Campbell's next work is his own creation, a film called The Man With The Screaming Brain about an American business executive who has part of his brain replaced by a KGB operative. "It's really a socio-economic metaphor but I say it's horror so that the studios will buy it."
 

Movie Review

It's Shlock Horror Stuff

BUBBA HO-TEP (M)
Stars: Bruce Campbell and Ossie
Davis.
Director: Don Coscarelli.
Where: Selected cinemas.
Rating. • • •

It is the news we have been waiting for: Elvis is alive and so is JFK. Sadly they are now in a nursing home in Texas, plagued by nasty nurses, thieving inmates and, probably, worst of all, an evil Egyptian mummy (Ho-Tep) who is out to take revenge on anyone nearby.

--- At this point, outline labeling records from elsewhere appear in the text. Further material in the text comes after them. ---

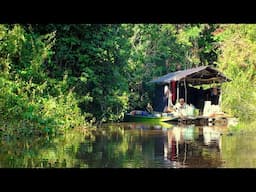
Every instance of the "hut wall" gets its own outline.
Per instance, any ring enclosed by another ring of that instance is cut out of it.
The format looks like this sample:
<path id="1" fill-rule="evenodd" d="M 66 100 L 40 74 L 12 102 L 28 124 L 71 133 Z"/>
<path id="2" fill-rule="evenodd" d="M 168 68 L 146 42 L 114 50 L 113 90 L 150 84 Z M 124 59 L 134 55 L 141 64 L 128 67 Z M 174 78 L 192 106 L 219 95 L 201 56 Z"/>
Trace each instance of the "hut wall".
<path id="1" fill-rule="evenodd" d="M 163 112 L 168 104 L 167 97 L 164 95 L 164 85 L 157 85 L 154 95 L 152 102 L 154 111 Z"/>

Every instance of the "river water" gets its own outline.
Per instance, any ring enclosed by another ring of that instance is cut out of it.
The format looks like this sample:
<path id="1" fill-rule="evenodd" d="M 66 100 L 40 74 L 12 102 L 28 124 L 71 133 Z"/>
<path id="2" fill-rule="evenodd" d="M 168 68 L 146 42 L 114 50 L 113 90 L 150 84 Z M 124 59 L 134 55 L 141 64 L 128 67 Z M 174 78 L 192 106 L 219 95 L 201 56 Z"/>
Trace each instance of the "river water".
<path id="1" fill-rule="evenodd" d="M 256 132 L 227 127 L 116 123 L 90 136 L 4 138 L 2 168 L 255 168 Z"/>

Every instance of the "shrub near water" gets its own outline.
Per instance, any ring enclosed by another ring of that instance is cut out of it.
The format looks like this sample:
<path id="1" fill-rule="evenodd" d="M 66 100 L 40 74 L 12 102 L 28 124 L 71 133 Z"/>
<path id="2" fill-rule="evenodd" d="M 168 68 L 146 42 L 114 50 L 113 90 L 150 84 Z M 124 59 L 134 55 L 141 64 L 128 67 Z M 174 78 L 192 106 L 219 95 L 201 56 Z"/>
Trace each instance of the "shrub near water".
<path id="1" fill-rule="evenodd" d="M 19 26 L 0 25 L 0 125 L 6 135 L 55 134 L 84 124 L 67 76 L 51 79 L 55 34 L 36 35 Z"/>

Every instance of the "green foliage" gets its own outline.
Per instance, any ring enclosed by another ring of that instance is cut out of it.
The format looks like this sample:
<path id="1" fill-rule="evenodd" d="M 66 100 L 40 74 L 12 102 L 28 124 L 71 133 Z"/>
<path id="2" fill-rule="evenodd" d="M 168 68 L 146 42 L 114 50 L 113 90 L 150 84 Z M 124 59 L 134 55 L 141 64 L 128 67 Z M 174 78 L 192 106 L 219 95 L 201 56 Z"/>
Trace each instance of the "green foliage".
<path id="1" fill-rule="evenodd" d="M 223 107 L 241 120 L 256 115 L 256 25 L 223 25 L 219 68 L 232 79 L 223 87 Z"/>
<path id="2" fill-rule="evenodd" d="M 55 34 L 26 32 L 20 25 L 0 26 L 0 119 L 8 134 L 56 134 L 84 124 L 67 78 L 51 79 Z"/>

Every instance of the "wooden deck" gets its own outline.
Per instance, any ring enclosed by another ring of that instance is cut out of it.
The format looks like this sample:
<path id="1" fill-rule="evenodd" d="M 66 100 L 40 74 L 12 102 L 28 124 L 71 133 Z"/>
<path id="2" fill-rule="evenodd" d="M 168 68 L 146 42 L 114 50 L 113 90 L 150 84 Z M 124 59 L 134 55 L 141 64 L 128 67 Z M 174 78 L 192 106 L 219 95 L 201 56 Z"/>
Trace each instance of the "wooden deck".
<path id="1" fill-rule="evenodd" d="M 205 125 L 228 125 L 227 117 L 207 117 L 207 116 L 198 116 L 198 117 L 185 117 L 178 119 L 179 124 L 195 124 L 196 126 L 205 126 Z"/>

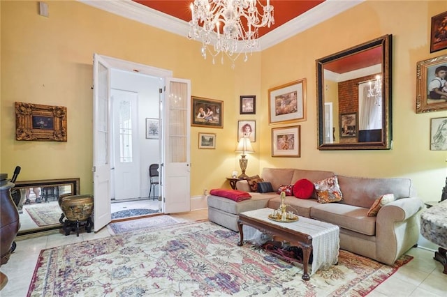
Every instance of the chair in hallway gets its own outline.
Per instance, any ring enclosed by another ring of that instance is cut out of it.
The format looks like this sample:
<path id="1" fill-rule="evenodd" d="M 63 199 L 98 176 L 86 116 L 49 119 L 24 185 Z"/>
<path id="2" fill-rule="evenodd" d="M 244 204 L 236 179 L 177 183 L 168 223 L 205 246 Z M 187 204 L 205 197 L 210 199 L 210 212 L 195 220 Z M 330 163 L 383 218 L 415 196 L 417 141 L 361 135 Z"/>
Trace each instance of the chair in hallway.
<path id="1" fill-rule="evenodd" d="M 149 178 L 150 185 L 149 188 L 149 197 L 151 197 L 151 192 L 154 189 L 154 197 L 152 200 L 155 200 L 155 186 L 159 185 L 159 165 L 151 164 L 149 167 Z"/>

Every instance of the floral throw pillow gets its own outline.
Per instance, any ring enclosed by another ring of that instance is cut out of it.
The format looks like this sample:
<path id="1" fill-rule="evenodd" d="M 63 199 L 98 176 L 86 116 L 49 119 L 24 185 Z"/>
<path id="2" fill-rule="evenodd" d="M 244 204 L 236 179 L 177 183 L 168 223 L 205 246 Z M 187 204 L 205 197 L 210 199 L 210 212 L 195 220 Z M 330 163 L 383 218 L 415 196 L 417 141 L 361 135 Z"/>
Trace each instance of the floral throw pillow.
<path id="1" fill-rule="evenodd" d="M 262 183 L 264 180 L 259 177 L 258 175 L 255 175 L 247 178 L 247 181 L 249 183 L 251 192 L 258 192 L 258 183 Z"/>
<path id="2" fill-rule="evenodd" d="M 314 183 L 318 203 L 337 202 L 343 200 L 337 176 L 330 177 Z"/>
<path id="3" fill-rule="evenodd" d="M 293 196 L 293 185 L 281 185 L 278 188 L 278 194 L 281 192 L 286 193 L 286 196 Z"/>
<path id="4" fill-rule="evenodd" d="M 368 211 L 368 217 L 376 216 L 377 213 L 379 213 L 380 208 L 381 208 L 382 206 L 385 204 L 388 204 L 392 201 L 394 201 L 394 194 L 385 194 L 384 195 L 382 195 L 377 198 Z"/>

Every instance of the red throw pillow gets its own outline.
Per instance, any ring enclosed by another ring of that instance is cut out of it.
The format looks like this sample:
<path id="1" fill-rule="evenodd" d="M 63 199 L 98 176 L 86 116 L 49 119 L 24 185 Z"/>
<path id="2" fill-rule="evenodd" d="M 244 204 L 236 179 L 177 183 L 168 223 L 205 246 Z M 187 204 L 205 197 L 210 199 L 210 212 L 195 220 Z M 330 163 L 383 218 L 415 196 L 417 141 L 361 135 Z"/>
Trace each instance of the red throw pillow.
<path id="1" fill-rule="evenodd" d="M 251 195 L 250 194 L 244 191 L 241 191 L 240 190 L 212 189 L 210 191 L 210 194 L 214 196 L 230 199 L 236 202 L 251 198 Z"/>
<path id="2" fill-rule="evenodd" d="M 314 190 L 314 183 L 306 178 L 300 179 L 293 185 L 293 195 L 300 199 L 312 197 Z"/>

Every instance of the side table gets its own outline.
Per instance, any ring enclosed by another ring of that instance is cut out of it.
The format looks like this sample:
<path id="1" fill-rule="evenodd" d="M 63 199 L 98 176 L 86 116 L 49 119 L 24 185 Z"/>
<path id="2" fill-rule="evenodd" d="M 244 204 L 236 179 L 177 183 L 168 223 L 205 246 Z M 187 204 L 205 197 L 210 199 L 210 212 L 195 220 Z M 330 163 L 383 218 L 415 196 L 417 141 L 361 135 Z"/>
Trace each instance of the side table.
<path id="1" fill-rule="evenodd" d="M 245 178 L 240 178 L 238 177 L 227 177 L 226 178 L 226 180 L 230 182 L 230 187 L 231 187 L 233 190 L 236 190 L 236 183 L 237 183 L 238 181 L 243 181 L 244 179 Z"/>

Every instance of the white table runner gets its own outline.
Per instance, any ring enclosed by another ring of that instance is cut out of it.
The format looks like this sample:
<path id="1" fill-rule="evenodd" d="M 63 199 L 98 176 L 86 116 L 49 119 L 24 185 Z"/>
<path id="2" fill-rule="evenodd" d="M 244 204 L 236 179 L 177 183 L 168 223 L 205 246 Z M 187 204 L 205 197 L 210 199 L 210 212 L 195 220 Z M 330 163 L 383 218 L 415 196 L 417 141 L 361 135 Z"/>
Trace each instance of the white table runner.
<path id="1" fill-rule="evenodd" d="M 276 222 L 268 218 L 268 215 L 273 213 L 273 209 L 272 208 L 256 209 L 242 213 L 251 218 L 268 222 L 270 224 L 312 236 L 314 259 L 309 273 L 310 275 L 312 275 L 318 269 L 328 269 L 332 265 L 338 262 L 339 249 L 340 247 L 339 238 L 340 229 L 338 226 L 305 217 L 300 217 L 296 222 Z M 247 225 L 244 225 L 243 228 L 244 239 L 248 241 L 252 239 L 257 230 Z"/>

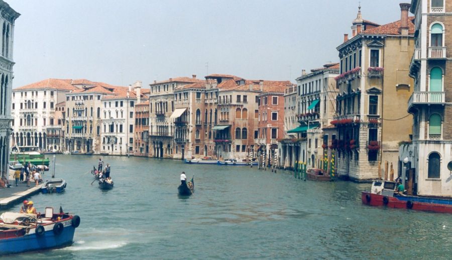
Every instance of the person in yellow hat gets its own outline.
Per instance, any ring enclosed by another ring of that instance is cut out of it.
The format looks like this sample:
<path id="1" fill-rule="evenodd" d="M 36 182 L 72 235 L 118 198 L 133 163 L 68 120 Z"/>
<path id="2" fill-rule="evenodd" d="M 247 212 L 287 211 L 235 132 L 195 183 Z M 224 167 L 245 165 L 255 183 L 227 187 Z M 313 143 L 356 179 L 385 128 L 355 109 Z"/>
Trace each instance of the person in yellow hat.
<path id="1" fill-rule="evenodd" d="M 28 214 L 37 214 L 36 213 L 36 208 L 33 207 L 33 201 L 29 201 L 27 205 L 28 205 L 28 208 L 27 209 L 27 213 Z"/>

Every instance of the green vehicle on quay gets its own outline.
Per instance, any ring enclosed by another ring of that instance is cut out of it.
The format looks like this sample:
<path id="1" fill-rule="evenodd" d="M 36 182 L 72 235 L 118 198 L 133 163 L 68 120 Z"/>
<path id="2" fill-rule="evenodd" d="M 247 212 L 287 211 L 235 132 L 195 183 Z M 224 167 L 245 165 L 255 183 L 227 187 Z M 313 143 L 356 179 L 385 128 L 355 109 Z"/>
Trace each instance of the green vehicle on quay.
<path id="1" fill-rule="evenodd" d="M 28 162 L 35 165 L 48 167 L 50 160 L 44 154 L 40 153 L 37 146 L 13 146 L 10 155 L 10 160 L 19 161 L 23 165 Z"/>

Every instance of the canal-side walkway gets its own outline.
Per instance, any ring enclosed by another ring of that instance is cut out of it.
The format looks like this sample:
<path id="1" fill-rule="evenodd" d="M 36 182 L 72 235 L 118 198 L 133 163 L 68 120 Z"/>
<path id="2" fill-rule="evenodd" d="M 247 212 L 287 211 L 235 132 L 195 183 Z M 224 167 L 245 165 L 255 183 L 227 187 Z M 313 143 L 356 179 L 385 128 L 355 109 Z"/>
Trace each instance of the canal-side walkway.
<path id="1" fill-rule="evenodd" d="M 10 181 L 10 188 L 0 188 L 0 208 L 12 206 L 25 198 L 40 192 L 42 185 L 35 186 L 34 183 L 27 187 L 26 183 L 20 183 L 16 187 L 14 182 Z"/>

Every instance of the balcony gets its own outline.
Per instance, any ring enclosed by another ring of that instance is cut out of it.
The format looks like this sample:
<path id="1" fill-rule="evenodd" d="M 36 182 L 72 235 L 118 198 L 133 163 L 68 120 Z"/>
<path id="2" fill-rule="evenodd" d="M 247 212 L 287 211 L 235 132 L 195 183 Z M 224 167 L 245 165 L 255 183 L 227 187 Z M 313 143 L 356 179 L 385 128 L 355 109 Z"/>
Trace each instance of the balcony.
<path id="1" fill-rule="evenodd" d="M 428 47 L 429 59 L 445 59 L 445 47 Z"/>
<path id="2" fill-rule="evenodd" d="M 414 106 L 420 105 L 444 105 L 445 92 L 415 91 L 408 100 L 408 111 Z"/>
<path id="3" fill-rule="evenodd" d="M 215 139 L 213 140 L 215 143 L 230 143 L 231 140 L 229 139 Z"/>
<path id="4" fill-rule="evenodd" d="M 383 68 L 380 67 L 369 67 L 367 69 L 368 77 L 382 77 Z"/>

There are a few things that need explaining before we go on: the Elvis that died so igno-miniously was merely an Elvis impersonator. And his death didn't give Elvis a chance to swap back into his real persona.
Hence he finds himself very old, crotchety, suffering from a dodgy hip and other unmentionable diseases (though he does mention them) and on a Zimmer frame.

No spangly suits now.

But one thing Elvis (Bruce Campbell) does know is that he has to do battle with the evil incarnation that is attacking the inmates and staff of the nursing home.

And for assistance he must turn to his friend JFK. Now JFK (Ossie Davis) was not assassinated but was the victim of a CIA plot which captured him, turned him black and had his brain replaced with sand ... although he does get messages from the White House every so often.

Fortunately this is not a one joke movie. Director Don Coscarelli seems to be well aware of the dangers of cult movie making (and even at its premieres this was being hailed as a cult classic, which is a little bit presumptuous) so he introduces some real characters and paces the film so the climax works.

It's not everyone's cup of blood but it does prove that there are still inventive minds in the world of American filmmaking.